# Autoglym Course



## LiamNorton (Jun 7, 2011)

Hey guys

Im lookin at taking a few courses to help me out before considering setting up on my own. I have a proper business plan made up already and now want to look into various courses. Im starting with an Autoglym course advertised on their website : www.autoglym.com/enGB/trainingvaleting.asp : I just want to hear from anyone who has taken this exact course before and tell me what they made of it!

Thanks Liam 

Sent from my GT-I9300 using Tapatalk 2


----------



## Chrissyronald (Jan 15, 2012)

Not actually taken the AG course but I am really interested in it myself mate so will be viewing this thread with interest :thumb:


----------



## mr cooper (Apr 15, 2010)

Chrissyronald said:


> Not actually taken the AG course but I am really interested in it myself mate so will be viewing this thread with interest :thumb:


Same here:thumb:


----------



## EVL (Dec 31, 2010)

When you give them a ring to book the course, make sure you clarify that you are looking to do the course from a business point of view.
When I went for the course, everyone who was on it was a professional (or wanting to become one) and the course was geared towards that. I found it very good and it covered all aspects form the headlining in the interior, the exterior and what products to use - this is done theoretically in a classroom and also practically on cars. The valeting bays they have set up are amazing.
Just edited to add that the marketing and training team are still very helpful and just a phone call away.


----------



## Titanium Htail (Mar 24, 2012)

That sounds great Liam and good luck to you.


----------



## LiamNorton (Jun 7, 2011)

EVL said:


> When you give them a ring to book the course, make sure you clarify that you are looking to do the course from a business point of view.
> When I went for the course, everyone who was on it was a professional (or wanting to become one) and the course was geared towards that. I found it very good and it covered all aspects form the headlining in the interior, the exterior and what products to use - this is done theoretically in a classroom and also practically on cars. The valeting bays they have set up are amazing.
> Just edited to add that the marketing and training team are still very helpful and just a phone call away.

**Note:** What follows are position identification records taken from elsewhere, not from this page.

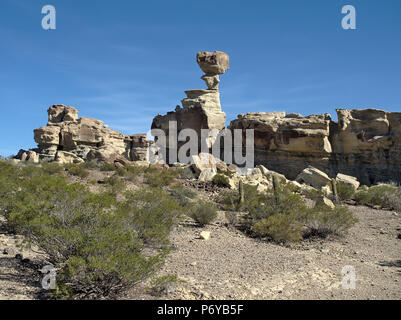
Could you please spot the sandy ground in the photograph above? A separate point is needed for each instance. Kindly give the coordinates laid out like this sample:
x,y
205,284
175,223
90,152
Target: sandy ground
x,y
230,265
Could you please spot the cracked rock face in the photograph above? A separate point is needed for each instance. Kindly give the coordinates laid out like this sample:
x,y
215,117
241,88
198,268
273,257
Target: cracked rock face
x,y
201,109
69,139
365,143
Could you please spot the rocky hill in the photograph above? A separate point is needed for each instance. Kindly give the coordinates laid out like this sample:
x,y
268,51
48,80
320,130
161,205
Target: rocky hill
x,y
365,143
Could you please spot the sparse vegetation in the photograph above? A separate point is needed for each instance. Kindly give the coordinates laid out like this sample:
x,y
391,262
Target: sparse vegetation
x,y
221,180
345,191
203,213
281,215
76,170
106,166
160,178
182,195
99,247
383,195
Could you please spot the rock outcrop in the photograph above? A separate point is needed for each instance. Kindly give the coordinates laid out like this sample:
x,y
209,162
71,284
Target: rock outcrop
x,y
364,143
69,139
201,108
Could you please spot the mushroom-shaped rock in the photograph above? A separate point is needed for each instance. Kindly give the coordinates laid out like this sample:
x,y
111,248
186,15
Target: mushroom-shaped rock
x,y
213,63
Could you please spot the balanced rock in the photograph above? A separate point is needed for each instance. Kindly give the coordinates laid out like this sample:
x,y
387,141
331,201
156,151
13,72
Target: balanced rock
x,y
213,63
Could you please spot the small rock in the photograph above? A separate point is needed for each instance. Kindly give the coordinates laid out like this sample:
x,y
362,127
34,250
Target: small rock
x,y
8,251
205,235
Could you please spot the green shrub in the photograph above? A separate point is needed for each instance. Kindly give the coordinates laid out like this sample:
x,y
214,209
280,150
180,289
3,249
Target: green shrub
x,y
76,170
345,191
232,218
152,213
115,183
52,168
92,164
280,227
383,195
284,216
186,173
160,178
322,221
98,246
221,180
203,213
106,166
182,195
228,200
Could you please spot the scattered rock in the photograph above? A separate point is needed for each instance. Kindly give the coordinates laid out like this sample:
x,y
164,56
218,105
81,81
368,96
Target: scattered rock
x,y
314,177
205,235
323,201
348,180
207,174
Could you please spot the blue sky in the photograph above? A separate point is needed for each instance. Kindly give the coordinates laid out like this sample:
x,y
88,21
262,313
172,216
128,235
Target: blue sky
x,y
126,61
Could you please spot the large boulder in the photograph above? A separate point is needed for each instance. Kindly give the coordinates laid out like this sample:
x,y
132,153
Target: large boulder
x,y
213,63
207,174
64,157
204,161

Thats great thanks for the heads up there, i would of just booked the standard course lol. I spoke to my AG rep today and he said its 100% worth doing and the valeting bays are supposed to be insane 

Sent from my GT-I9300 using Tapatalk 2


----------



## Mike vas (Mar 28, 2012)

I did it in November last year really enjoyed it. Worth going to it.


----------



## VenomUK (Oct 13, 2011)

Can these be taken by non pros who just want more hands on advice from pros to better their DIY hobby at home cleaning?


----------



## LiamNorton (Jun 7, 2011)

VenomUK said:


> Can these be taken by non pros who just want more hands on advice from pros to better their DIY hobby at home cleaning?


"Autoglym is happy to answer technical queries at all times. However, Autoglym regret that this course is not available to the public, only available to those working in the valeting and detailing industry."

Sent from my GT-I9300 using Tapatalk 2


----------



## Mirror Finish Details (Aug 21, 2008)

Give me a buzz and all courses are available for newbies and pros alike. Courses from £250.00 a day.


----------



## VenomUK (Oct 13, 2011)

LiamNorton said:


> "Autoglym is happy to answer technical queries at all times. However, Autoglym regret that this course is not available to the public, only available to those working in the valeting and detailing industry."
> 
> Sent from my GT-I9300 using Tapatalk 2


Thanks, sorry to hijack a thread but where can job blogs off the street pay for a course to better their skills please?


----------



## LiamNorton (Jun 7, 2011)

VenomUK said:


> Thanks, sorry to hijack a thread but where can job blogs off the street pay for a course to better their skills please?


Id ask about on here mate ive seen people advertising courses before! Also im sure AutoSmart do a course too, not sure if its open to anyone but details should be found on their web site 

Sent from my GT-I9300 using Tapatalk 2


----------



## Sue J (Jan 26, 2006)

LiamNorton said:


> Id ask about on here mate ive seen people advertising courses before! Also im sure AutoSmart do a course too, not sure if its open to anyone but details should be found on their web site
> 
> Sent from my GT-I9300 using Tapatalk 2


Yes our course is open to anyone.


----------



## VenomUK (Oct 13, 2011)

LiamNorton said:


> Id ask about on here mate ive seen people advertising courses before! Also im sure AutoSmart do a course too, not sure if its open to anyone but details should be found on their web site
> 
> Sent from my GT-I9300 using Tapatalk 2


Yeah I was advised that AG or AS course's are the ones to look at. But seeing as AG is out the question now (bit silly as that shrinks their target market by over 50%, bad business if you ask me)



Sue J said:


> Yes our course is open to anyone.


Where can I find some more info please Sue?


----------



## Sue J (Jan 26, 2006)

Here's a link to the valeting course info on our website. DW members only pay £115 for the course, so there's quite a discount.

http://www.autosmart.co.uk/Valeting Training Complete Guide.html

If you want to book or want more information on availability then Vikki is your lady on 01543 481616

thanks


----------



## nick.s (Dec 21, 2009)

Autobrite do some cracking courses 

http://www.detailingworld.co.uk/forum/showthread.php?p=3578243

Next one this weekend, Saturday


----------



## ANDY GTR (Dec 6, 2008)

i did the Autosmart course well worth it :thumb:


----------